We asked John Panikkar a few questions:
1. Your entire program schedule features footage shot in high definition. Why did you choose this route, whereas most television channels still have much over their programming in a lesser quality format?
Why HD? Simply put, because it is the best format in which to showcase the fabulous, Canadian-premiere programming that we are offering to Canadian viewers. Almost 100% of our programs have not been seen in Canada before. That is because we commission and acquire the best programming suitable to the themes of our four channels, and present that to viewers in a format that allows their HD television sets to really come to life in terms of picture and home theatre sound. My co-founding partner Ken Murphy and I were committed HD-ophiles back in the mid 1990s well before HD became mainstream. It really is a case of once you have HD, you can’t go back to SD.

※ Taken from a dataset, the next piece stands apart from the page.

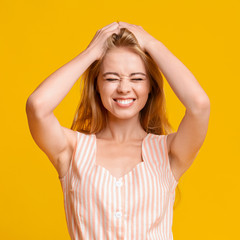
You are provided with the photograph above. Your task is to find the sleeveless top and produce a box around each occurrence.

2. On at least three of your channels you have programs that deal with history, including medieval history. Could you talk about them and why they were good additions to your programming schedule?
History programs in general are well-covered by the likes of History Channel in Canada and others. Most of the programming that could be called “historical”, and in particular those which deal with the medieval period, are found on our Equator HD channel. This is a channel for people who are curious about how other people live, or lived. When we commission or acquire programming for Equator HD, we ask ourselves: does it illuminate the question “how do you live” or “how did you live”? If the answer is yes, we know it’s a fit for Equator HD. The medieval period is of course one of the most interesting and rich periods of human history, and so programming based on how people lived their lives at that time, whether those individuals, families or groups were highborn or lowly, is fascinating.
3. Finally, I was wondering what advice you might have for people who might be interested in creating programming in HD that would be medieval-related? What would be appealing for your channels in terms of content?
Any programming created for Equator, or for that matter Rush or Treasure (less so for Oasis, which is a nature and natural history channel) should tell engaging and interesting “people stories” above all. Everyone likes a good story about others, and everyone has their own story to tell about themselves. We like programming that illuminates culture, icons present or past, and interrelationships that tell stories of the human condition.
We thank John Panikkar for answering our questions.